Adrian Searle 

How the zebra got its stripes

Lisa Milroy's paintings painstakingly depict the surface of things: their textures, the patterns they make, how light reflects off them. Adrian Searle is intrigued
  
  


Wake up, shake off the night, go to the loo, have a coffee and take a bath. Dress, then cycle to the studio, via that sandwich shop you always use. Fiddle with the padlock and walk into the studio. Put on that old misshapen jumper, the one with the paint stains. It is cold here.

The day's ritual goes on, till you find yourself caught up in the optimistic tempo of late morning, looking at what you accomplished yesterday. Time to get going. You stand, you sit, you get up again and pick up a brush. There goes the phone. Put on some music, then finally lose yourself in painting. Hours pass.

At the end of the day you clean the slab you mix your paints on, throw the brushes in the turps and wash up. Then, buttoned up in your coat, you take a last look at what you did in the fading light. This is an abbreviated description of A Day in the Studio, a new painting by Lisa Milroy. The images are laid out like a strip cartoon, the cells presented as though they were a grid of drawings on sheets of paper, re-presented on the big canvas. Her day is so familiar to me, especially that one last look in the darkening room.

What was she painting that day? We never quite get to see. Maybe one of those paintings of rows of shoes, or piles of neatly folded shirts, or shiny black gramophone records or sailors' caps that made her career in the 1980s. As much as they were still lifes of objects, those paintings were also stealthy comments on consumerism and fetishisation, about the way we devour images and paintings as well as an endless variety of things - frocks, shoes, hats, light bulbs, door handles. Things we need and things we don't.

As the images in her paintings multiplied, so Milroy presented us with insatiable wants. Car tyres slanted away in a vast painted emptiness, obeying laws of capitalist overproduction as much as of perspective. Milroy rummaged in collectors' cabinets for exotic butterflies, rare stamps, Roman coins, pot shards and decorated Greek vases, Japanese mugs and bowls with their heavily pitted glazes, stacks of willow-pattern and dishwasher-safe plates. The things she painted provided her with a painter's problems and opportunities - how to render a slick of light reflected on a Grecian urn, the grooves on an LP, how to paint not just the pot or the plate, but the decoration on its surface, the zebra and its stripes.

How far to go into texture, sheen, the details and the decoration. She went on to paint singular images: a profile of a girl with perfect skin and well-brushed hair and kids in skiing gear. Paintings that look like job-lot canvases for hotel bedrooms, and paintings of the hotel rooms themselves. Pictures of Japanese rooms and streets and London's windswept corners - Embankment tube station and a Soho newsagent's where I go to buy Spanish papers, the New York Review of Books, my favourite angling magazines. Milroy prompts you to list things: places, painting styles and idioms.

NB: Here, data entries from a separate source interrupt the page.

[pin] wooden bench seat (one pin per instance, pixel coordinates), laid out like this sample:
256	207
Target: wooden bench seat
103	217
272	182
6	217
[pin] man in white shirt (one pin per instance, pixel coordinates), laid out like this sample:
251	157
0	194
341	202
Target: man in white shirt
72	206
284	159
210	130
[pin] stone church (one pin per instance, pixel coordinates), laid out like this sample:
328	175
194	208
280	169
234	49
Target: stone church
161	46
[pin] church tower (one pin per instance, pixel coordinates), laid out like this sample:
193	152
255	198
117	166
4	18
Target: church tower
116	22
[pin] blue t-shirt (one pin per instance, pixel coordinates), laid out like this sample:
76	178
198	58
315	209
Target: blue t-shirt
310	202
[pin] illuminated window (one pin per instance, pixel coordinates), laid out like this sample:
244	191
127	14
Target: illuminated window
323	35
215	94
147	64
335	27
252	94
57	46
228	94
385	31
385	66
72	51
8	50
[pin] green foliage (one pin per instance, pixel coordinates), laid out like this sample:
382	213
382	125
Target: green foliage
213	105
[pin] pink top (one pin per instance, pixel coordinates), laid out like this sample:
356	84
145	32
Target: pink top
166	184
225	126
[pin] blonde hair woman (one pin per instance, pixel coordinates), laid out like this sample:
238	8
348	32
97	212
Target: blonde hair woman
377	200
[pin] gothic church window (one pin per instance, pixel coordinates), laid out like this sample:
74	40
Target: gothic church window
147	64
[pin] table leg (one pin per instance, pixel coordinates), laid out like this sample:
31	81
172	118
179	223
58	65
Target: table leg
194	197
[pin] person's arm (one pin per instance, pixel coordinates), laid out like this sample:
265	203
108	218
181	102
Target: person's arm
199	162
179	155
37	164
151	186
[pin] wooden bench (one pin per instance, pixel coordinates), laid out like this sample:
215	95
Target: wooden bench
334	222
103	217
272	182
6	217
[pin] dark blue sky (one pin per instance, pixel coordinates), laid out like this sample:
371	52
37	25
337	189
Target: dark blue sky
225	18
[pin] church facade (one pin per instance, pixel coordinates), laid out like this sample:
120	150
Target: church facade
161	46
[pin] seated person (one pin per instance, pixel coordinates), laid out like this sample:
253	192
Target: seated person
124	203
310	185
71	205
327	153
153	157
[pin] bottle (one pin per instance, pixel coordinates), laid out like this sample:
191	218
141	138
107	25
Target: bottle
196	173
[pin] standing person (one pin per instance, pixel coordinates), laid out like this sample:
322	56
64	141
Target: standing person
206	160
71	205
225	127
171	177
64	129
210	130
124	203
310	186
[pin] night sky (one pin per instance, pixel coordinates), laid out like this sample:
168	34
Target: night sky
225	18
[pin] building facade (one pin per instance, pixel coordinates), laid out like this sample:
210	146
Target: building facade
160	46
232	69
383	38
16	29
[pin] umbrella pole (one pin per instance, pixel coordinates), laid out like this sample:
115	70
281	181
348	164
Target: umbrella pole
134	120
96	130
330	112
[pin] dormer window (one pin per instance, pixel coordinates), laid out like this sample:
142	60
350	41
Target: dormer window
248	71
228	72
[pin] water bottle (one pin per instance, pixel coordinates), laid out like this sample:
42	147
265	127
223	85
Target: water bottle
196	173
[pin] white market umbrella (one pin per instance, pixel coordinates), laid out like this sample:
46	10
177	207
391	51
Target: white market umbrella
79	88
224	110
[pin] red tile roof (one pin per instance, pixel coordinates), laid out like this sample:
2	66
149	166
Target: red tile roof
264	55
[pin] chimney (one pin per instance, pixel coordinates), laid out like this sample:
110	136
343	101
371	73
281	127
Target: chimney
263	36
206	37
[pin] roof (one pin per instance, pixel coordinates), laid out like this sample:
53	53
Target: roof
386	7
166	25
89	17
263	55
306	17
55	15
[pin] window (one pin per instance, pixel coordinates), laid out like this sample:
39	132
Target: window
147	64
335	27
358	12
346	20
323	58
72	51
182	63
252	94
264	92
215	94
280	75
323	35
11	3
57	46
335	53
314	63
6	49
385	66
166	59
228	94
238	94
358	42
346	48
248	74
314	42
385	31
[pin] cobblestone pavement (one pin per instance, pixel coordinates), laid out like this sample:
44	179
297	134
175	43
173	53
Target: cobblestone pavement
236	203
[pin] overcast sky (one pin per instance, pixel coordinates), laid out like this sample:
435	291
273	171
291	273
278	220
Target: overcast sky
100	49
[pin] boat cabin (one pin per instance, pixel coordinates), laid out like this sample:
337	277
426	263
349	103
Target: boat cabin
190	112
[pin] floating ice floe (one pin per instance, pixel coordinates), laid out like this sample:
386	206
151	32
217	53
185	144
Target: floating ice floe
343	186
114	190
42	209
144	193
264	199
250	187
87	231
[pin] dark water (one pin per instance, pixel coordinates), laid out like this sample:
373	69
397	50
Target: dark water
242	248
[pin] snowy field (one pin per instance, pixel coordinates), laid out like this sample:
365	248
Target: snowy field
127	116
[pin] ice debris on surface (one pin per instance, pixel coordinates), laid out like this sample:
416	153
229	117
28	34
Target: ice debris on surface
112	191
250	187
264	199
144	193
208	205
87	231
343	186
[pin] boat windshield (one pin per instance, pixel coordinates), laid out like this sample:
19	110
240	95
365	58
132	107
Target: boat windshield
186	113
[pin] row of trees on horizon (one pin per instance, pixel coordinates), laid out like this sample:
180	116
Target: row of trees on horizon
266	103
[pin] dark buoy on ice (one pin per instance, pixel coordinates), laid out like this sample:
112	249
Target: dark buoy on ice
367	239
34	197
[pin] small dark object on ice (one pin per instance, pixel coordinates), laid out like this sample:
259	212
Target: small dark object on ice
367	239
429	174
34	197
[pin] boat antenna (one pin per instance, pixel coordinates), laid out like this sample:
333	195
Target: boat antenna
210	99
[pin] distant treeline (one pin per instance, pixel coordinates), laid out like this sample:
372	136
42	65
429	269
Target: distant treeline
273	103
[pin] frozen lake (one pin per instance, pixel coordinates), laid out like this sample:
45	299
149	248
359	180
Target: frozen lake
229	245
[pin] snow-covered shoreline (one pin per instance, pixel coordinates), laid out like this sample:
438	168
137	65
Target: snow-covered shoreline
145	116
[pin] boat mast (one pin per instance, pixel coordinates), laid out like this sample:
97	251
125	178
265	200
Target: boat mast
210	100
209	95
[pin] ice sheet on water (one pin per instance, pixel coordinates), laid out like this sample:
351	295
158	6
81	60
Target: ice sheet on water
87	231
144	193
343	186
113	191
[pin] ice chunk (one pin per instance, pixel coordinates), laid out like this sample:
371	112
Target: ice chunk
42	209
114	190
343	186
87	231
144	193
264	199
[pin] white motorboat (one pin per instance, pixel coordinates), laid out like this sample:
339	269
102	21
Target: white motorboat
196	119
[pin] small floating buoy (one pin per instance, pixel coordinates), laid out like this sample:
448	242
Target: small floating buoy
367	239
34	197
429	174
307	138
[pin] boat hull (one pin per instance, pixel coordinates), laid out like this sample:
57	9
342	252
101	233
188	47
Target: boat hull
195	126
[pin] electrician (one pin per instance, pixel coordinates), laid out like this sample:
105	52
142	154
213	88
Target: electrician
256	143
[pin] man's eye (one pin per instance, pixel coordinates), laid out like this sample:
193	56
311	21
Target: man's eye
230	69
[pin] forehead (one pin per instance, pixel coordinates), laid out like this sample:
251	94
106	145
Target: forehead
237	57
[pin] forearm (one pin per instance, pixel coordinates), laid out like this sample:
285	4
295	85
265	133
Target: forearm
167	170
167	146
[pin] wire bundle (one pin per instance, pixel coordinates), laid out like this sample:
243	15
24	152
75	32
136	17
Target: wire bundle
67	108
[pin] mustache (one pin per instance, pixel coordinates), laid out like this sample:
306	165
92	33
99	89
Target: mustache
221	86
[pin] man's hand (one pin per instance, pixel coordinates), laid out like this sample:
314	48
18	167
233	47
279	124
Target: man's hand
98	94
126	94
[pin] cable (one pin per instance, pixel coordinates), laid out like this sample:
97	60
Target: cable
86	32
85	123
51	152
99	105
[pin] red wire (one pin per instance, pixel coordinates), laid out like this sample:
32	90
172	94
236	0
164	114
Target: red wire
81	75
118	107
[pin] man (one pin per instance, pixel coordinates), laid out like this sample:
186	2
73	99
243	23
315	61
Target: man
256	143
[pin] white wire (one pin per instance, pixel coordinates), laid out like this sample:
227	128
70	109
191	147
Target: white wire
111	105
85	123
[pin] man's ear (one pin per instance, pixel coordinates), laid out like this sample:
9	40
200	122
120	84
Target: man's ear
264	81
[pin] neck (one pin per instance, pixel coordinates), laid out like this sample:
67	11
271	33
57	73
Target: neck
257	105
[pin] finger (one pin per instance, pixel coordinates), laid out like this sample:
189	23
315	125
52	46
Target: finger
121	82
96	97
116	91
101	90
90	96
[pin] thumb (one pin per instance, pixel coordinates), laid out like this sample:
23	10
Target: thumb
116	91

She detoured at one point into what we might see as abstraction - but were these patterned paintings, or paintings of patterns, wallpapers and wrapping papers? Her early painterly shorthand took a lot from Manet and Sargent. Later it shifted to a kind of anonymous suppressed descriptiveness reminiscent of Hopper. Her paintings of Japanese ceramics were photorealist, while her paintings of fast food gleamed with cholesterol and the backlit fakery of the burger joint menu.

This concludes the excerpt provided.